High rates and complexity at heart of tax reputation issues

At a conference on corporate tax avoidance and reputations, Public Accounts Committee chair Margaret Hodge MP backed the TaxPayers’ Alliance position that tax complexity is the root cause of much of the opportunity for tax avoidance in the UK. She told the Oxford Centre for Business Taxation’s conference that:

Simplification is at the heart of tackling tax avoidance and I blame my party just as much as the current government.

It’s great that the TaxPayers’ Alliance message is now established as the most credible critique of the problems relating to tax avoidance and the legitimacy of the system. Complexity leads to misunderstanding, which leads to mistrust. And that encourages people to avoid their own tax because they think others might be getting away with something. So it’s encouraging that this, and the point that complexity so often provides the means for tax avoidance, are being acknowledged.

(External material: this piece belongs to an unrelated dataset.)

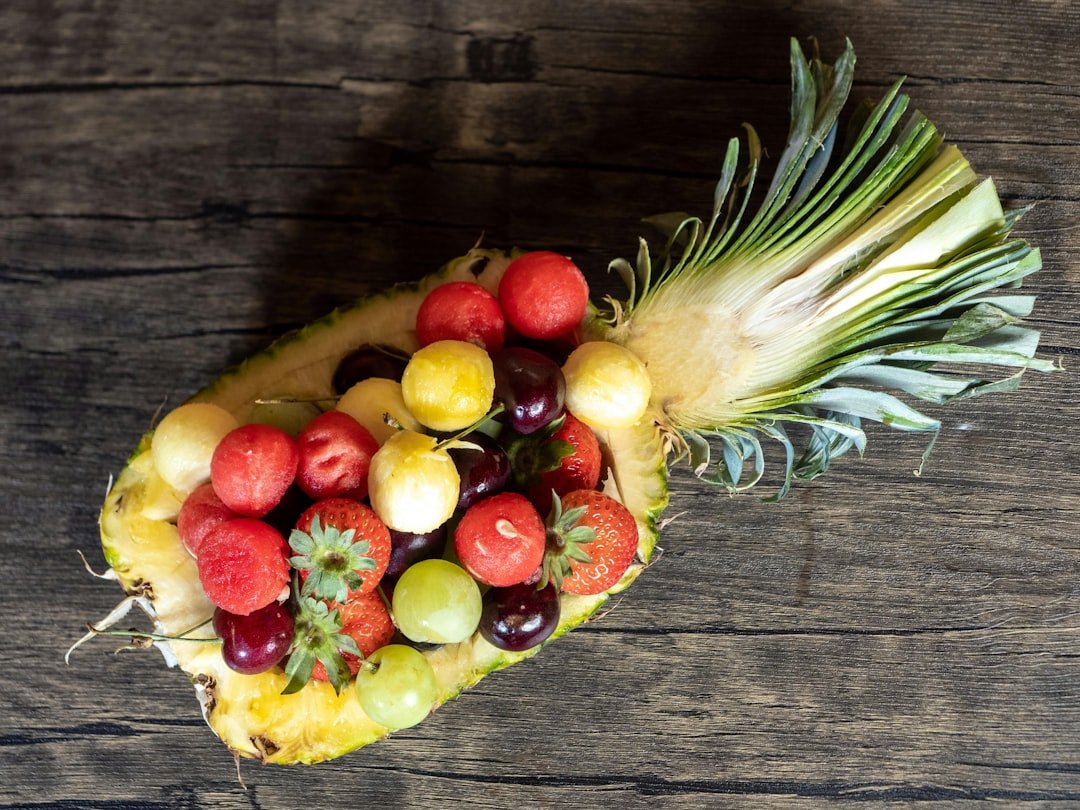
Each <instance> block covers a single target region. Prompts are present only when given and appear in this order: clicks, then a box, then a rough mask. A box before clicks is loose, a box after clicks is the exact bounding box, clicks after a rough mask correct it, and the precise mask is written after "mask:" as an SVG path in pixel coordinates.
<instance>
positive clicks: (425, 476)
mask: <svg viewBox="0 0 1080 810" xmlns="http://www.w3.org/2000/svg"><path fill="white" fill-rule="evenodd" d="M435 445H436V442H435V440H434V437H432V436H426V435H423V434H422V433H416V432H414V431H410V430H402V431H397V432H396V433H395V434H394V435H392V436H391V437H390V438H389V440H388V441H387V443H386V444H384V445H382V447H380V448H379V450H378V453H376V454H375V455H374V456H372V467H370V469H369V470H368V473H367V492H368V495H369V496H370V499H372V509H374V510H375V513H376V514H377V515H378V516H379V518H380V519H381V521H382V522H383V523H384V524H387V526H389V527H390V528H392V529H394V530H396V531H410V532H416V534H419V535H422V534H426V532H428V531H432V530H434V529H436V528H438V527H440V526H442V525H443V524H444V523H446V522H447V521H448V519H449V518H450V515H453V514H454V509H455V507H457V504H458V489H459V487H460V485H461V480H460V477H459V476H458V469H457V467H455V465H454V459H451V458H450V454H448V453H447V451H446V450H444V449H438V448H436V447H435Z"/></svg>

Exchequer Secretary to the Treasury David Gauke MP also gave a resounding defence of the lower 10 per cent rate of Corporation Tax available for activity connected with the ‘patent box’, claiming the lower rate encourages investment, jobs and growth in Britain. He said the rate had encouraged GlaxoSmithKline to invest £500 million in a new factory, creating thousands of jobs.

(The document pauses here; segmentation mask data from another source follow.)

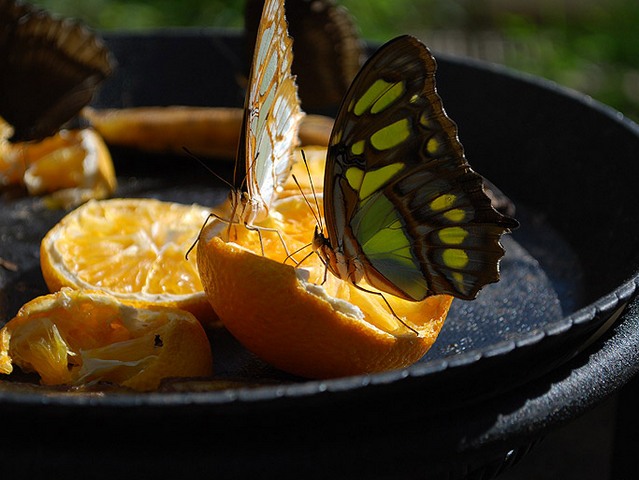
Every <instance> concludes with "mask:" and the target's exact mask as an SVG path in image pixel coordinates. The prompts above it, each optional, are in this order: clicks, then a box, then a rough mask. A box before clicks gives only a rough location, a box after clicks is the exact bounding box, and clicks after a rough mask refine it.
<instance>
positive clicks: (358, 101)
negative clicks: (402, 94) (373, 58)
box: [349, 79, 393, 117]
mask: <svg viewBox="0 0 639 480" xmlns="http://www.w3.org/2000/svg"><path fill="white" fill-rule="evenodd" d="M392 86H393V84H392V83H388V82H386V81H384V80H382V79H378V80H375V83H373V84H372V85H371V86H370V87H368V90H366V91H365V92H364V93H363V94H362V96H361V97H359V99H358V100H357V102H355V105H354V106H353V108H352V111H353V113H354V114H355V115H357V116H358V117H359V116H360V115H362V114H364V113H366V111H368V109H369V108H371V107H372V105H373V104H374V103H375V102H376V101H378V100H379V99H380V97H381V96H383V95H384V94H385V92H387V90H389V89H391V87H392ZM349 110H351V108H350V107H349Z"/></svg>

Mr Gauke also said that raising the rate “would cost the UK jobs and investment”. He’s right. And that’s why the Government should be cutting Corporation Tax faster than it is. Recent economic data seems to suggest that the recovery is underway but only at an extremely turgid pace. So cutting the rate to 10 per cent would both boost incentives and make the patent box redundant, simplifying the system.

Corporation Tax isn’t a free lunch. As Janine Juggins of Rio Tinto put it, it’s “not a victimless crime”. The money comes from corporate profits. That doesn’t mean incorporation certificates or gleaming corporate office buildings suffer. It means reducing dividends, which in turn means lower pension payments as most shares owned in the UK are held by pension companies. And it means higher prices in the shops. But more than anything, it means lower wages for workers. So it was great that Ms Juggins, Bill Dodwell of Deloitte and John Gapper of the Financial Times all made this point. It can’t be stressed often enough.

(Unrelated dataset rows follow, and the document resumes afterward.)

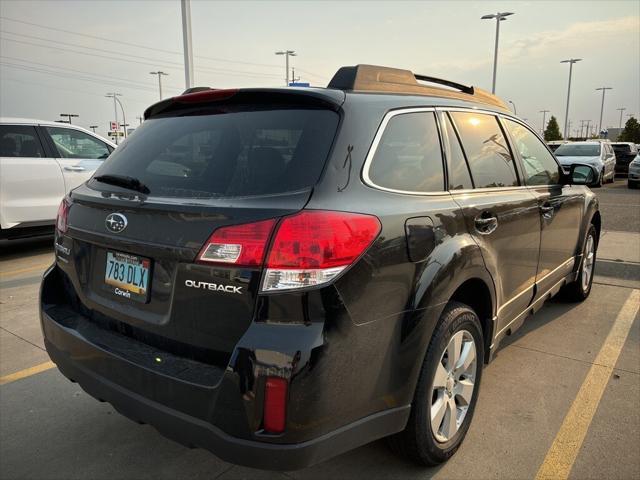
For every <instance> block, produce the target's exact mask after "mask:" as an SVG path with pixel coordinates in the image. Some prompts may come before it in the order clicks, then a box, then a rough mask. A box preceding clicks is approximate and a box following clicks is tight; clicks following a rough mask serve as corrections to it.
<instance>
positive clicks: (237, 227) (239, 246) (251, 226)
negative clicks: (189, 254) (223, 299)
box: [198, 219, 276, 267]
mask: <svg viewBox="0 0 640 480" xmlns="http://www.w3.org/2000/svg"><path fill="white" fill-rule="evenodd" d="M275 223H276V221H275V219H269V220H264V221H262V222H255V223H247V224H244V225H232V226H230V227H222V228H219V229H218V230H216V231H215V232H213V234H212V235H211V237H209V240H207V242H206V243H205V244H204V246H203V247H202V250H200V253H199V254H198V261H199V262H203V263H224V264H233V265H236V266H239V267H260V266H261V265H262V262H263V260H264V253H265V250H266V248H267V242H268V241H269V237H270V235H271V230H273V226H274V225H275Z"/></svg>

The final word was given to Michael Devereux, Director of the Centre for Business Taxation, who stressed that tinkering at the edges will not provide the system we need:

Simplicity has to involve fundamental reform of the tax system.

It’s clear what we do need: a much simpler system with fewer reliefs and exemptions but, crucially, lower rates. And the 2020 Tax Commission proposed just that in The Single Income Tax.